I spent significant time trying to figure out why nothing was coming up on the screen. I dug into it and looked at the code generated for print_int:

    .globl  print_int
    .type   print_int, @function
print_int:
.LFB7:
    .cfi_startproc
    pushl   %ebp
    .cfi_def_cfa_offset 8
    .cfi_offset 5, -8
    movl    $10, %ecx
    movl    %esp, %ebp
    .cfi_def_cfa_register 5
    pushl   %esi
    pushl   %ebx
    .cfi_offset 6, -12
    .cfi_offset 3, -16
    leal    -8(%ebp), %esi
    leal    -20(%ebp), %ebx
    subl    $16, %esp
    movl    8(%ebp), %eax
.L4:
    xorl    %edx, %edx
    decl    %esi
    divl    %ecx
    testl   %eax, %eax
    je  .L6
    cmpl    %ebx, %esi
    ja  .L4
.L6:
    leal    -8(%ebp), %ecx
    movl    $4864, %eax
    movb    $15, %bl
    movl    $1, %edx
    subl    %esi, %ecx
#APP
# 201 "bootsect.c" 1
    xchgw %bp,%si
    int $0x10
    xchgw %bp,%si

# 0 "" 2
#NO_APP
    addl    $16, %esp
    popl    %ebx
    .cfi_restore 3
    popl    %esi
    .cfi_restore 6
    popl    %ebp
    .cfi_restore 5
    .cfi_def_cfa 4, 4
    ret

If you look closely at the loop at L4, you'll see that it never stores anything into buf. It has omitted the instruction! it just divides it down and never stores any characters into the buffer.


Solution

  • The optimizer can cause this sort of incorrect code when using __asm__ statements. You need to be very careful about your constraints. In this case, the compiler didn't "see" that I was accessing the memory through the pointer in esi, as specified in "S" (text) input constraint.
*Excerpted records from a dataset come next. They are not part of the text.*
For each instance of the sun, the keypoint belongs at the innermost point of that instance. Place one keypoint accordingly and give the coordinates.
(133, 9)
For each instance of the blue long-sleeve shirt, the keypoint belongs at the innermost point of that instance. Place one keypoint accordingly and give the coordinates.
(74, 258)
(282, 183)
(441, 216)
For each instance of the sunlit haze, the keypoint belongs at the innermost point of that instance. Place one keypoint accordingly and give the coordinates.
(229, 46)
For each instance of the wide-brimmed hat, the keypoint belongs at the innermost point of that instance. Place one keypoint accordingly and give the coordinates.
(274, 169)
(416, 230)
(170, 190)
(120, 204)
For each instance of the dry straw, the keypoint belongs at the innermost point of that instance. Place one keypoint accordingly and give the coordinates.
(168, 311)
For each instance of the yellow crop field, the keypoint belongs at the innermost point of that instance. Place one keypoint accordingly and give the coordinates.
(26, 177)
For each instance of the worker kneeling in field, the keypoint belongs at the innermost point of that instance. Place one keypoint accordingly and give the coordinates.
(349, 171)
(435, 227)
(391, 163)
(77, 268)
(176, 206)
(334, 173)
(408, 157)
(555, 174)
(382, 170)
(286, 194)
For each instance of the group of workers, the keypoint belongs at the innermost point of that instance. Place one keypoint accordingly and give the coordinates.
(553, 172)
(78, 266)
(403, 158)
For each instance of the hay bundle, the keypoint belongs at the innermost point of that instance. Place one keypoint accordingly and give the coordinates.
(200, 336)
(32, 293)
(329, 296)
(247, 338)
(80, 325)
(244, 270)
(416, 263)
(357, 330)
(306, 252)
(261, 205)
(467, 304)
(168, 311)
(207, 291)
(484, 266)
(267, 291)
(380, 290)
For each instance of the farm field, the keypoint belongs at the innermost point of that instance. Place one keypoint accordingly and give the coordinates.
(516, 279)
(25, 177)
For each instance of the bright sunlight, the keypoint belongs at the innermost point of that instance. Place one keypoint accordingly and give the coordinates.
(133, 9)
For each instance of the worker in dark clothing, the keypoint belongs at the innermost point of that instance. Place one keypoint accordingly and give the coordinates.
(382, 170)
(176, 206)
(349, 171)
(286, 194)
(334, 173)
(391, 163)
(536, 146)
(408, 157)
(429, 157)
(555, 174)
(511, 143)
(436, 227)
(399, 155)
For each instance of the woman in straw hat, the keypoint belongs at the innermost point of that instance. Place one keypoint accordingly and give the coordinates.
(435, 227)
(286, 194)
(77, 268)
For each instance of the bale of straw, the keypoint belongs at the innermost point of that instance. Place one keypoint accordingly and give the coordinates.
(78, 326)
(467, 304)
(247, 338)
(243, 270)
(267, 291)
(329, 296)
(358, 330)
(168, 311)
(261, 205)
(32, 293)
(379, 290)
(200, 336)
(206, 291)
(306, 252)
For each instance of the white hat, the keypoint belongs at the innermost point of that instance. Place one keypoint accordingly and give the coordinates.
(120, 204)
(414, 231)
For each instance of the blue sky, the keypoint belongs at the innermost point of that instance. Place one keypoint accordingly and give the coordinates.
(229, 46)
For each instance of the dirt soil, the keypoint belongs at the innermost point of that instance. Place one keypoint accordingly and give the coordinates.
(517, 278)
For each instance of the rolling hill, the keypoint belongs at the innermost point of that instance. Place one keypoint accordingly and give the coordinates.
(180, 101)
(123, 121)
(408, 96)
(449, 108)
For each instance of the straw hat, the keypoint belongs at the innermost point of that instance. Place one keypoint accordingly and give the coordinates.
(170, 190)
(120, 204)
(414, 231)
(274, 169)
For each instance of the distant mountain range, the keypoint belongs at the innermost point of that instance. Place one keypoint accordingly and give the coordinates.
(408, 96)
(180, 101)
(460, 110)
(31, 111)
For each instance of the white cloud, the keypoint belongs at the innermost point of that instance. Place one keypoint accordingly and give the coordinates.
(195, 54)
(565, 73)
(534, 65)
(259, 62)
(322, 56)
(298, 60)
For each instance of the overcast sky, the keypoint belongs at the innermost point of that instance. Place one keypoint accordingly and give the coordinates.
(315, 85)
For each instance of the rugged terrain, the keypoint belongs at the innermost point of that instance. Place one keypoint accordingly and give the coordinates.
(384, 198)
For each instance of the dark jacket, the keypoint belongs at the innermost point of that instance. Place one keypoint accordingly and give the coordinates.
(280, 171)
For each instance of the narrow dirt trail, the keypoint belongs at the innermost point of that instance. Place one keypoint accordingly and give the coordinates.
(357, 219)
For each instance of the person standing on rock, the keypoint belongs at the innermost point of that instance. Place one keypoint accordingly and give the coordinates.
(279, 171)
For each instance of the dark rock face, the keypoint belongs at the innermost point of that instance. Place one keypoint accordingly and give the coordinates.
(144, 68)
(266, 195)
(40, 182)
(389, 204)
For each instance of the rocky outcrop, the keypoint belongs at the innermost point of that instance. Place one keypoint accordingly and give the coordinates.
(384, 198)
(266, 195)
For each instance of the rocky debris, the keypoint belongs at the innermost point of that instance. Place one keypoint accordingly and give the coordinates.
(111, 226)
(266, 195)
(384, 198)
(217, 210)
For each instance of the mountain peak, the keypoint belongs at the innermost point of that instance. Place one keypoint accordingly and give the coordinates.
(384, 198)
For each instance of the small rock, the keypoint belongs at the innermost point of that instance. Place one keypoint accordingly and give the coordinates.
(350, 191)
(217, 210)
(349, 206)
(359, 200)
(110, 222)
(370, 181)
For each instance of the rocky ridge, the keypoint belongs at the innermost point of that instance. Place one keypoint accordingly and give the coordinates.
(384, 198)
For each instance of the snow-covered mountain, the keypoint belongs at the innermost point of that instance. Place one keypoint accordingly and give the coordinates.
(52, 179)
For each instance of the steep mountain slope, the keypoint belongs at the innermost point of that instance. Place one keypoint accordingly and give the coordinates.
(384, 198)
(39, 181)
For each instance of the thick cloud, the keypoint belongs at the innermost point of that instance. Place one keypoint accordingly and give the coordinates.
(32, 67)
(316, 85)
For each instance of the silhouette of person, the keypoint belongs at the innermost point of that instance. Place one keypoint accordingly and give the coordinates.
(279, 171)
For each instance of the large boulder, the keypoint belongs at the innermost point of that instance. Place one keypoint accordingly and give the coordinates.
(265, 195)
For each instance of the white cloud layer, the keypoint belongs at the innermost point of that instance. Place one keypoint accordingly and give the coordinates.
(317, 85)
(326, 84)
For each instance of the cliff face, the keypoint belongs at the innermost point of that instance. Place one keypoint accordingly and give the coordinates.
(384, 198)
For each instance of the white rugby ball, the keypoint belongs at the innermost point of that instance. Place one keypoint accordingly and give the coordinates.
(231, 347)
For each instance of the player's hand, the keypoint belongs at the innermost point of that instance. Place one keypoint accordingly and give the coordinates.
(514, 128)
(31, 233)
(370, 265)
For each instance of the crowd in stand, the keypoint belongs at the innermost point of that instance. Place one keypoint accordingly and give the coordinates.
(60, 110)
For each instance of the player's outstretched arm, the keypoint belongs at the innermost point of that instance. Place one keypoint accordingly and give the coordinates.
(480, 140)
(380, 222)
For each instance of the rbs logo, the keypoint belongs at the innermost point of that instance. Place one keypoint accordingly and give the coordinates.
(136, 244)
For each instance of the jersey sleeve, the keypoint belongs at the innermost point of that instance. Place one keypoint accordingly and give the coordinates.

    The solution is to add a "memory" clobber to the clobber section of the __asm__ statement:

    __asm__ __volatile__ (
        "xchgw %%bp,%%si\n\t"
        "int $0x10\n\t"
        "xchgw %%bp,%%si\n\t"
        :
        : "d" (row | (col << 8)), "c" (length), "b" (attr), "a" (0x13 << 8), "S" (text)
        : "memory"
    );
    

    This tells the compiler that you depend upon memory values, and you may change memory values, so it should be paranoid about making sure memory is up to date before the assembly statement executes, and to make sure not to rely on any memory values it may have cached in registers. It is necessary to prevent the compiler from eliding the stores to buf in my code.